The next great advancement in geometry came from Euclid in 300 BC when he wrote a text titled 'Elements.' In this text, Euclid presented an ideal axiomatic form (now known as Euclidean geometry) in which propositions could be proven through a small set of statements that are accepted as true. In fact, Euclid was able to derive a great portion of planar geometry from just the first five postulates in 'Elements.' These postulates are listed below:
(1) A straight line segment can be drawn joining any two points.
(2) A straight line segment can be drawn joining any two points.
(3) Given any straight line segment, a circle can be drawn having the segment as radius and one endpoint as center.

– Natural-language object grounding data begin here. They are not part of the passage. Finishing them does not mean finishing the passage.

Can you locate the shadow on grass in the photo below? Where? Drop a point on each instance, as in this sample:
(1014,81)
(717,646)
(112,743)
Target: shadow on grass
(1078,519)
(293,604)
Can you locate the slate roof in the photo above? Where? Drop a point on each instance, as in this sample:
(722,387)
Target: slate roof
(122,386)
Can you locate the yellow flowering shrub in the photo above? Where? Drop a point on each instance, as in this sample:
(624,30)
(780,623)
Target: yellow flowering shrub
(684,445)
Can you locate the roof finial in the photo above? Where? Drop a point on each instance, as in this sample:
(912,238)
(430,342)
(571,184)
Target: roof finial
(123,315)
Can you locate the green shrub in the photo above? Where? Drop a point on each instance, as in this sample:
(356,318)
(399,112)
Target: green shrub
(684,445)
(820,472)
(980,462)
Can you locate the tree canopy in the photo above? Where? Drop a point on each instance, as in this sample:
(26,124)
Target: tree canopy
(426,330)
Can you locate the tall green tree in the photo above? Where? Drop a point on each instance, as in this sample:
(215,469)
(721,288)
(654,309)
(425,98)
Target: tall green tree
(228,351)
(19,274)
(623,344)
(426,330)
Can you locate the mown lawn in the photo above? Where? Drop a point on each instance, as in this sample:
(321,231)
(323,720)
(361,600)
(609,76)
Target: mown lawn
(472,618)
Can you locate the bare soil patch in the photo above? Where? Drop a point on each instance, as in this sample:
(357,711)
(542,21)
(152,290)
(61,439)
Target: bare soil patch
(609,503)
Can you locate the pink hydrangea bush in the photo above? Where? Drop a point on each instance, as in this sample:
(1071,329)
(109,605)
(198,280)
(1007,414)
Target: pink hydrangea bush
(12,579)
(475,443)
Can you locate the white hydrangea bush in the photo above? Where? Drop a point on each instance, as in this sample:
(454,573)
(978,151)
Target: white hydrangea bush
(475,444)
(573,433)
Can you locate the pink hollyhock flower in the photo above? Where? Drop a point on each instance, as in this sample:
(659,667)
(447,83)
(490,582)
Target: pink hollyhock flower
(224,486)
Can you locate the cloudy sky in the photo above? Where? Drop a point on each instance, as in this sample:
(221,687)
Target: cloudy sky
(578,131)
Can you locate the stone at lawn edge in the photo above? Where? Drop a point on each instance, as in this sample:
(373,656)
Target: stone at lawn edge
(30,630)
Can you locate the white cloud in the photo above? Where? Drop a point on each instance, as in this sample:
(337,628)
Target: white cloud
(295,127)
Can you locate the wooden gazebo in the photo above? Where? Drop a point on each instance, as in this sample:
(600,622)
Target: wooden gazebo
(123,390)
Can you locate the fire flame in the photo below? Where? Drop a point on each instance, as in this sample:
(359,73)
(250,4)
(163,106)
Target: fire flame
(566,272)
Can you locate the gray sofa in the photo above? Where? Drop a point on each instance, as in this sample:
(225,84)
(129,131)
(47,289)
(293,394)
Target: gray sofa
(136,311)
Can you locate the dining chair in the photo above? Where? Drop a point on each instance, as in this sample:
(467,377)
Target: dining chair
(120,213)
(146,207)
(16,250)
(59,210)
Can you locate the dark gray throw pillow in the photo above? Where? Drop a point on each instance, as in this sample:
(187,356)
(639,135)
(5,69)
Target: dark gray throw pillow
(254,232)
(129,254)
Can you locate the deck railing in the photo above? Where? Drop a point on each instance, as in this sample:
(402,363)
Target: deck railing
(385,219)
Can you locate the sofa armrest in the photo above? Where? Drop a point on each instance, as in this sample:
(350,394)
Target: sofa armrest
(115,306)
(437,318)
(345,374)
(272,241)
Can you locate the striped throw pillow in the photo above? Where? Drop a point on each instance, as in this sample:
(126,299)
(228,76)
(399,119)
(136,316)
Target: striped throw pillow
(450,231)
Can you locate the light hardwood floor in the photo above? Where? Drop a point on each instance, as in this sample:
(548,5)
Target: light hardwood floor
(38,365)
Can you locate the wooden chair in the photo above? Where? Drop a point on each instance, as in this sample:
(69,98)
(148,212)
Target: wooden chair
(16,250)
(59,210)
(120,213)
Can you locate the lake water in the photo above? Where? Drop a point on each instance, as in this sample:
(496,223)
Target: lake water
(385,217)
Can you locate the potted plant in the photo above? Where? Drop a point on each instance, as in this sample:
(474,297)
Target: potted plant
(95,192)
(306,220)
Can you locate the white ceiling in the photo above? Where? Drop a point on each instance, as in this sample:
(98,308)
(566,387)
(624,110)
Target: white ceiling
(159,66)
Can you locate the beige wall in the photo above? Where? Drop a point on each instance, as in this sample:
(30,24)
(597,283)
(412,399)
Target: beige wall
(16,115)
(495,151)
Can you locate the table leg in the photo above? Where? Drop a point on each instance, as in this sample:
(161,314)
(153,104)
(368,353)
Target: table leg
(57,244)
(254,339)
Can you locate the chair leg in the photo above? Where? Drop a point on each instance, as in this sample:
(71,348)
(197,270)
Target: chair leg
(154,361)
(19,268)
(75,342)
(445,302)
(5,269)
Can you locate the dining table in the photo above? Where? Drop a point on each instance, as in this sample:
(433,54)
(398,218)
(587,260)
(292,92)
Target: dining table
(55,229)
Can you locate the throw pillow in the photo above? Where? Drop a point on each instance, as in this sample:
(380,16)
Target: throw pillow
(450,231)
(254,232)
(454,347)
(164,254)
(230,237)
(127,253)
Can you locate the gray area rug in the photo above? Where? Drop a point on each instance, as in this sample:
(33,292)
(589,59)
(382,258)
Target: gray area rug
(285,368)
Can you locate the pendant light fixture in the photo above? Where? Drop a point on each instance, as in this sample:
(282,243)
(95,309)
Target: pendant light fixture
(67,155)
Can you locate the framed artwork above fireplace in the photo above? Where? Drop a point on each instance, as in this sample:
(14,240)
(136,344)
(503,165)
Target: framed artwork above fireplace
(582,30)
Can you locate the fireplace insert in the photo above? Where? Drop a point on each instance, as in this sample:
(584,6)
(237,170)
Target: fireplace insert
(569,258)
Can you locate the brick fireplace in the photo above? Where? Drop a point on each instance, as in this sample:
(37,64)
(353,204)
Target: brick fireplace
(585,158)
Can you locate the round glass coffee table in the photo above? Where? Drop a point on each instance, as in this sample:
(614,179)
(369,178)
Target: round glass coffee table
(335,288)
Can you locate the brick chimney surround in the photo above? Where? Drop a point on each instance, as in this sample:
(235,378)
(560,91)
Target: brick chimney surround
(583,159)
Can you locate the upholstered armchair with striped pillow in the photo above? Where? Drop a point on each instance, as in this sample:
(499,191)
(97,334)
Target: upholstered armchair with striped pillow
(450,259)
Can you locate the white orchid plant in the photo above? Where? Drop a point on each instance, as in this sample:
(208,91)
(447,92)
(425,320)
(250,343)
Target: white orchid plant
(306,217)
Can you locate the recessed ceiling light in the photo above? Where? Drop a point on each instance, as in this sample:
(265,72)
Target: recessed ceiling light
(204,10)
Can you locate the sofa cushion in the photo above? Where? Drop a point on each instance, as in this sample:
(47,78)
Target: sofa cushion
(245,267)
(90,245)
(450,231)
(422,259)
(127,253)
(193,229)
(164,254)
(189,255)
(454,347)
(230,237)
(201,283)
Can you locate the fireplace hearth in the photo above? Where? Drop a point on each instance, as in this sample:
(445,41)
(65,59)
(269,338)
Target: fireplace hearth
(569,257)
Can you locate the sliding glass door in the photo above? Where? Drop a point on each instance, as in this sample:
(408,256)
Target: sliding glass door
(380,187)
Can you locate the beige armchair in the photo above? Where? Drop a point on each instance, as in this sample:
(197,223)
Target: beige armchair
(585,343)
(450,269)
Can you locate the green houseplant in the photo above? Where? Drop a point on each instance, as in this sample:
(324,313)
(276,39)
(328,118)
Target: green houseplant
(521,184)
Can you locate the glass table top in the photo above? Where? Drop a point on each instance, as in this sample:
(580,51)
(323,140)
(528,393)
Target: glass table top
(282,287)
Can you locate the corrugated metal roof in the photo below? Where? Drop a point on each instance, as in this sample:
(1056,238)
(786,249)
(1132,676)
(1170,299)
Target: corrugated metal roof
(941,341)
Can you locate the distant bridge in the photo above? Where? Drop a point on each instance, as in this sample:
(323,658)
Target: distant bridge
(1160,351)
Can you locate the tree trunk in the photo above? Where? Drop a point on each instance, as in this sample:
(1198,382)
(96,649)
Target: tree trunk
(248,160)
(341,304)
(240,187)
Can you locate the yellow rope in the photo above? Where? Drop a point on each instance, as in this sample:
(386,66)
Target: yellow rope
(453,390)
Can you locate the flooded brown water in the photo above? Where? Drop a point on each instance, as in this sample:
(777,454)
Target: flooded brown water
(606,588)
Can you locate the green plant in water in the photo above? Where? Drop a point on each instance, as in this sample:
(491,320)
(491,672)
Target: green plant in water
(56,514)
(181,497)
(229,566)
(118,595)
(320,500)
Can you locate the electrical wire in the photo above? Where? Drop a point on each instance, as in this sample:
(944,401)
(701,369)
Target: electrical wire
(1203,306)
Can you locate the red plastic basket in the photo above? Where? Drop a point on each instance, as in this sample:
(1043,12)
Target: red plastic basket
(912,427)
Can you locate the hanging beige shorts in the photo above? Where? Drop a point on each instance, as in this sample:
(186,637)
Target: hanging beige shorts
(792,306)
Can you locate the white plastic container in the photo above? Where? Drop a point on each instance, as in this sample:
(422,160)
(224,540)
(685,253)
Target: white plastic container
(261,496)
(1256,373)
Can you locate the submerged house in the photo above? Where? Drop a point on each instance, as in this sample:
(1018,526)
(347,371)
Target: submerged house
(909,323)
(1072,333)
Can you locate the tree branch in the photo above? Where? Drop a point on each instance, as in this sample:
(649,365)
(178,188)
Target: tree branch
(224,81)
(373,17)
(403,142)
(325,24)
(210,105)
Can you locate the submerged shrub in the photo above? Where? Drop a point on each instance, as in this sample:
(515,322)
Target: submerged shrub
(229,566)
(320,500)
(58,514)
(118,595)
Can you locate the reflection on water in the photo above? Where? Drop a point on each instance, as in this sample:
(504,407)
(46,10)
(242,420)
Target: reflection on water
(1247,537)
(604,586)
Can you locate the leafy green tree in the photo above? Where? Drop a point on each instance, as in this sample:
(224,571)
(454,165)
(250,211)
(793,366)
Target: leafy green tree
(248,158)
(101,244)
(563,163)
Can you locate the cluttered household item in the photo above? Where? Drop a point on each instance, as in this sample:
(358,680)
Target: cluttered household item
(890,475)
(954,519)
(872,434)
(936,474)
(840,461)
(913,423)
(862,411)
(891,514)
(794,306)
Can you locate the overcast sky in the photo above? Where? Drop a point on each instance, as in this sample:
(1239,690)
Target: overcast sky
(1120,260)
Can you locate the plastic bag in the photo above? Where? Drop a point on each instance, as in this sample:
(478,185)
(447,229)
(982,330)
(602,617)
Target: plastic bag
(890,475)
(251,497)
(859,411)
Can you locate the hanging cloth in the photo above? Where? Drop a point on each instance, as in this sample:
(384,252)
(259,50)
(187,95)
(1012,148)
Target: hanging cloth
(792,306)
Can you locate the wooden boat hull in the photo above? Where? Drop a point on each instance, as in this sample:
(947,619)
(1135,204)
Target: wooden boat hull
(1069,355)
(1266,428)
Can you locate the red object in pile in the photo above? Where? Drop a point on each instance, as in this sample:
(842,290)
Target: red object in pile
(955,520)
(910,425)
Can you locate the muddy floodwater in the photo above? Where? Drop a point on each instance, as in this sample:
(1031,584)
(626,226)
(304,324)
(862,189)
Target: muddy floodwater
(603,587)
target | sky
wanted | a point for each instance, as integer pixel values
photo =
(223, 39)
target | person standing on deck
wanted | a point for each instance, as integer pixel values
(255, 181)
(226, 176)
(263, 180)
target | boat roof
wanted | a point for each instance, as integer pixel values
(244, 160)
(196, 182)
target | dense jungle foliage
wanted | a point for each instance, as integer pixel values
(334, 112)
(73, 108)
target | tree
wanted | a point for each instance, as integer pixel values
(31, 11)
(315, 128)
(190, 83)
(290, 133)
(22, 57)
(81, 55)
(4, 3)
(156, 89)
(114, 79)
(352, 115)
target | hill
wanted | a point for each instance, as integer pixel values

(4) All right angles are congruent.
(5) If two lines are drawn which intersect a third line in such a way that the sum of the inner angles on one side is less than two right angles, then the two lines inevitably must intersect each other on that side if extended infinitely.
Euclid's fifth postulate is also known as the parallel postulate.
The next tremendous advancement in the field of geometry occurred in the 17th century when René Descartes discovered coordinate geometry. Coordinates and equations could be used in this type of geometry in order to illustrate proofs. The creation of coordinate geometry opened the doors to the development of calculus and physics.
In the 19th century, Carl Friedrich Gauss, Nikolai Lobachevsky, and János Bolyai formally discovered non-Euclidean geometry. In this kind of geometry, four of Euclid's first five postulates remained consistent, but the idea that parallel lines do not meet did not stay true. This idea is a driving force behind elliptical geometry and hyperbolic geometry.